Błoto, budowa, bałagan, dwa śmietniki i dzieci – taki dość typowy obrazek, ale typowe jest na nim jeszcze jedno. Rozpadający się Trabant. Mam takie wrażenie, że zwłaszcza pod koniec PRL każdy szanujący się parking musiał mieć na stanie rozpadającego się Trabanta, tudzież jego wrak.
Zdjęcie pochodzi z podwórka między ZWM i Lachmana. Dziś w tym miejscu mamy tereny sportowe szkoły (319) która wówczas – około 1984 roku – powstawała za płotem. Tyle tytułem lokalizacji. A teraz ciekawostka. Nasz rozpadający się Trabant ma połamaną tablicę i wybite oko, czyli lewy reflektor. Ten od strony kierowcy, prawda? To teraz spójrzcie na następne zdjęcie przedstawiające to samo miejsce. Syrena, Łada i Trabant.
Zwróciliście uwagę, że ten Trabant ma dziurę po prawym a nie lewym reflektorze? I zasadniczo nieco różni się barwą? Czyżby podwórko było cmentarzyskiem Trabantów, z którego ta enerdowska kawaleria lekka cwałuje wraz z walkiriami (w tych rolach Syrena i Łada) do Walhalli, gdzie otwartymi ramionami wita ich Erich Honecker? Ewentualnie Egon Krenz, jeżeli swój motoryzacyjny żywot kończy Trabant z silnikiem Polo tłuczony w wydającym ostatnie komunistyczne tchnienie NRD. Tak się zadumaliśmy nad losem Trabantów, a tu zupa stygnie.

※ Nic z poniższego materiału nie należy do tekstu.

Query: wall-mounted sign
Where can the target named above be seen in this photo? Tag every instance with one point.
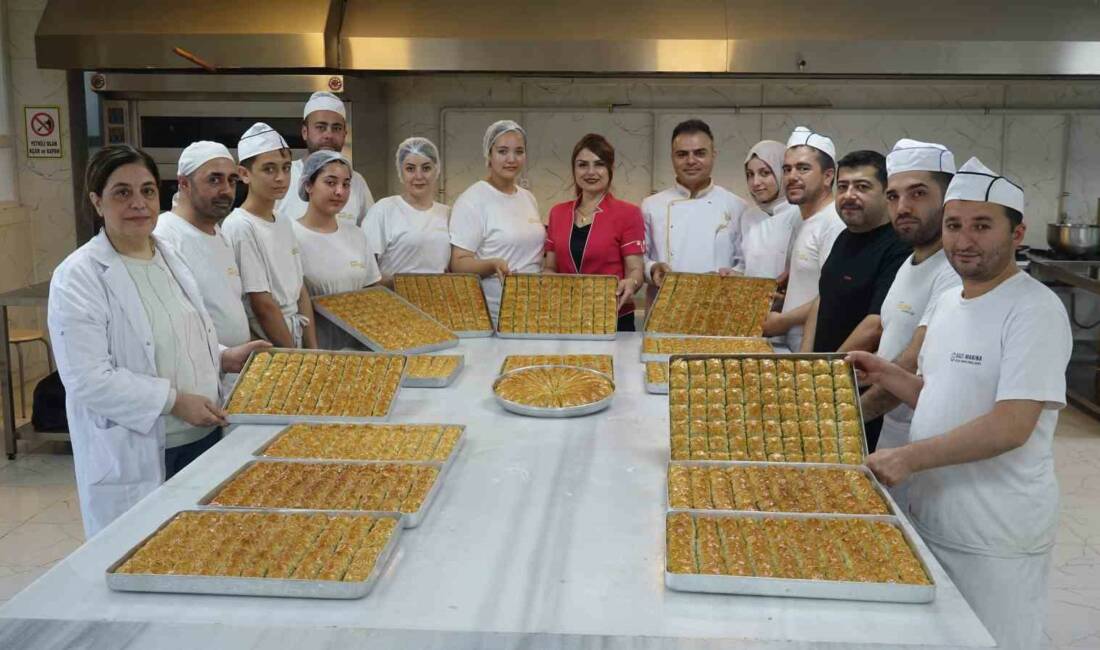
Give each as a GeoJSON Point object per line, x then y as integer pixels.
{"type": "Point", "coordinates": [43, 131]}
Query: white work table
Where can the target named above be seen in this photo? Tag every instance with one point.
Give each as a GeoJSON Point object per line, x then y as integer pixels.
{"type": "Point", "coordinates": [547, 533]}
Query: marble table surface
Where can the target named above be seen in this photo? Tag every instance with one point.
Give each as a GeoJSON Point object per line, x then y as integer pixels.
{"type": "Point", "coordinates": [547, 533]}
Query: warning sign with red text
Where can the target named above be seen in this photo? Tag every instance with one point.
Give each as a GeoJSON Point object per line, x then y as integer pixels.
{"type": "Point", "coordinates": [43, 131]}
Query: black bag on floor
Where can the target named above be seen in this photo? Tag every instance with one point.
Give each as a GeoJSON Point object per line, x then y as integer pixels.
{"type": "Point", "coordinates": [47, 411]}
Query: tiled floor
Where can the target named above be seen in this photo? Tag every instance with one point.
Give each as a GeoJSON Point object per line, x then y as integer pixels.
{"type": "Point", "coordinates": [40, 524]}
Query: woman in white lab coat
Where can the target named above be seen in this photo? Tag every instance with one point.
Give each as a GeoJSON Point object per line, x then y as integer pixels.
{"type": "Point", "coordinates": [408, 232]}
{"type": "Point", "coordinates": [109, 350]}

W tej rolce filmu mamy też widoczek z kuchni, skąd obserwujemy osiedlowy parking. Ja tylko tak zapytam w ramach dygresji – czy mieliście może w domu taki talerzyk? Bo ja mam do dziś i pieczołowicie przechowuję. Albo taką tacę z kwietnym motywem?
Zupa zjedzona, wracamy do Trabantów. Dziś pewnie takie graty – gdyby dotrwały do naszych czasów – sporo by były warte, ale kto o nich wtedy ciepło myślał? Prawie nikt. Jeszcze grubo po upadku PRL ostatnie wraki enerdowskich pojazdów wrastały w parkingowy asfalt. Ten na zdjęciu poniżej wygląda, jakby odbył podróż szlakiem Afrika Korps i przystanął po niej na parkingu przy Belgradzkiej.

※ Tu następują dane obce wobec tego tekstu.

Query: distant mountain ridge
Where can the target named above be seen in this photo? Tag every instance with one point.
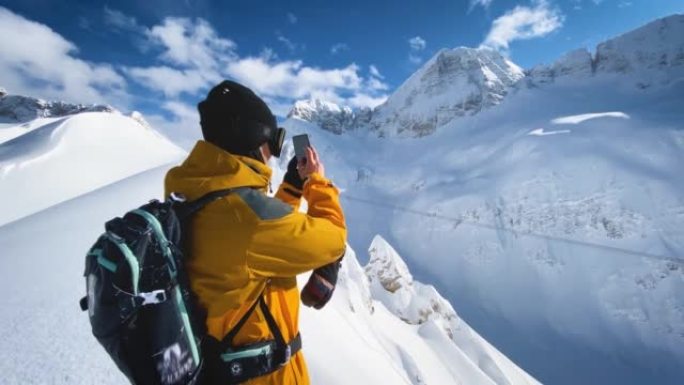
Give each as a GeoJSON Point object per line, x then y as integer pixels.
{"type": "Point", "coordinates": [25, 108]}
{"type": "Point", "coordinates": [464, 81]}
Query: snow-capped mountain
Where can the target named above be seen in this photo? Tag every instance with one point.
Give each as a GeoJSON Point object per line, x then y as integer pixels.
{"type": "Point", "coordinates": [47, 160]}
{"type": "Point", "coordinates": [650, 55]}
{"type": "Point", "coordinates": [23, 108]}
{"type": "Point", "coordinates": [463, 81]}
{"type": "Point", "coordinates": [329, 116]}
{"type": "Point", "coordinates": [454, 83]}
{"type": "Point", "coordinates": [457, 82]}
{"type": "Point", "coordinates": [551, 221]}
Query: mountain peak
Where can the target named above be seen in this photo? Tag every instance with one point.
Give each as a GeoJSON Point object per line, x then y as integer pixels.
{"type": "Point", "coordinates": [648, 53]}
{"type": "Point", "coordinates": [25, 108]}
{"type": "Point", "coordinates": [455, 82]}
{"type": "Point", "coordinates": [329, 116]}
{"type": "Point", "coordinates": [386, 266]}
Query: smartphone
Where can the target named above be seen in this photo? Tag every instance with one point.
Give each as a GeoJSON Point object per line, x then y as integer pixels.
{"type": "Point", "coordinates": [300, 143]}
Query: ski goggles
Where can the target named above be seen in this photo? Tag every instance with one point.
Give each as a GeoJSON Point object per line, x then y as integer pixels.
{"type": "Point", "coordinates": [275, 142]}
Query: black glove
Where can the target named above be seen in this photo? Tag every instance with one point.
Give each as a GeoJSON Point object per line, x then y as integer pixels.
{"type": "Point", "coordinates": [321, 285]}
{"type": "Point", "coordinates": [292, 175]}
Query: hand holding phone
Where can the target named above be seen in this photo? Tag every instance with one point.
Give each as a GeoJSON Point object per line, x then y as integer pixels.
{"type": "Point", "coordinates": [301, 143]}
{"type": "Point", "coordinates": [307, 157]}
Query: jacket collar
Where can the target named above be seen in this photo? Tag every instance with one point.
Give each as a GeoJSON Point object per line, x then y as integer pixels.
{"type": "Point", "coordinates": [210, 168]}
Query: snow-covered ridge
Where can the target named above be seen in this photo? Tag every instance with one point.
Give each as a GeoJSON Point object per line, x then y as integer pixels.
{"type": "Point", "coordinates": [71, 155]}
{"type": "Point", "coordinates": [464, 81]}
{"type": "Point", "coordinates": [657, 48]}
{"type": "Point", "coordinates": [329, 116]}
{"type": "Point", "coordinates": [455, 82]}
{"type": "Point", "coordinates": [392, 284]}
{"type": "Point", "coordinates": [24, 108]}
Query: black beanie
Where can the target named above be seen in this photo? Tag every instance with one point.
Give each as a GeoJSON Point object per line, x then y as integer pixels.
{"type": "Point", "coordinates": [236, 119]}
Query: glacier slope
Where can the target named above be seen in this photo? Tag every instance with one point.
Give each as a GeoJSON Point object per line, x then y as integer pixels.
{"type": "Point", "coordinates": [598, 315]}
{"type": "Point", "coordinates": [54, 159]}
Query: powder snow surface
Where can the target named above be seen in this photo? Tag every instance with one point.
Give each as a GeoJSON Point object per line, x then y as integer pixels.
{"type": "Point", "coordinates": [58, 159]}
{"type": "Point", "coordinates": [458, 205]}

Ostatni dzisiejszy Trabant to wersja rajdowa, pomalowana niczym Ford Mustang a to jednak stuningowany plastikowy produkt wschodnich Niemiec. Ten jest tak mocno stuningowany, że trudno rozpoznać model – na moje oko to właśnie Trabant Polo.

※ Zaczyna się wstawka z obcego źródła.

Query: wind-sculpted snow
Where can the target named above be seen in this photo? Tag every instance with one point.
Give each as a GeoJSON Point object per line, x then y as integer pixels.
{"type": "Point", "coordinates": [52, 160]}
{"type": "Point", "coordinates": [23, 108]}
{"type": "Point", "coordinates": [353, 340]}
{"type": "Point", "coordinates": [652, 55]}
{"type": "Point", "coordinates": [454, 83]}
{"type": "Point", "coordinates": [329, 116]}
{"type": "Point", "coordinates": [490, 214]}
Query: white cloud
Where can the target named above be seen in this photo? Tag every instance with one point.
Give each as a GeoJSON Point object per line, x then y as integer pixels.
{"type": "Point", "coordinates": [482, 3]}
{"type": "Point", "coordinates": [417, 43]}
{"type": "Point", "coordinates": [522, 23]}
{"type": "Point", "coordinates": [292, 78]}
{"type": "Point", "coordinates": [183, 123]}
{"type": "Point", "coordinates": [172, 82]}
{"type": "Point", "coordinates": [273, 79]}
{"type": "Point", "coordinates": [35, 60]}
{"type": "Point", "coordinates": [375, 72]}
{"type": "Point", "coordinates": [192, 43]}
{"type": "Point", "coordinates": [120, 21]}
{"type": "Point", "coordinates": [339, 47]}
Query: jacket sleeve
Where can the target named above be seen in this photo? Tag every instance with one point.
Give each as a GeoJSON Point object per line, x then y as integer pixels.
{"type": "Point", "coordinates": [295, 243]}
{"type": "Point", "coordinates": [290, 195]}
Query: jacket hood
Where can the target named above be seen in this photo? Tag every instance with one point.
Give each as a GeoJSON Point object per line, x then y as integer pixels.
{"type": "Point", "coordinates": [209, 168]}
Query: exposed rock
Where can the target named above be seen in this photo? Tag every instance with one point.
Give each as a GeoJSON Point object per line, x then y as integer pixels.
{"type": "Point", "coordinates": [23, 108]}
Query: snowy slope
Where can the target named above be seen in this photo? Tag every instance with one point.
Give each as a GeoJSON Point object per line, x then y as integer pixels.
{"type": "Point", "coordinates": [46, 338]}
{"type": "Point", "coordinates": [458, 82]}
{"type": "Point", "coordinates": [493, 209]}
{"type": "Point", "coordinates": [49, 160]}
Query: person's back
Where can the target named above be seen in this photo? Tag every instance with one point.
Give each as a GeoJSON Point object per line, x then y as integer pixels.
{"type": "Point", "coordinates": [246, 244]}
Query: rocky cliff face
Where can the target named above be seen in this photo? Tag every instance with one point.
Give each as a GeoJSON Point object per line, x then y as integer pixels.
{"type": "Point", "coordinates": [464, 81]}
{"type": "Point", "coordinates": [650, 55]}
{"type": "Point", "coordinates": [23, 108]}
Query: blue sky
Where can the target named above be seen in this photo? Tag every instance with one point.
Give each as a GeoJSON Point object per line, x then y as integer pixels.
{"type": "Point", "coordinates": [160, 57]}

Z tymi dogorywającymi na parkingu obok śmietnika w 1984 łączy go jedna cecha. Też ktoś mu ukradł reflektory. A wy? Nie mieliście przypadkiem w okolicach bloku takiego wybebeszonego Trabanta? Bez świateł, bez dawno wybitych szyb, za to z wciąż kręcącą się kierownicą? I dokąd nim jeździliście?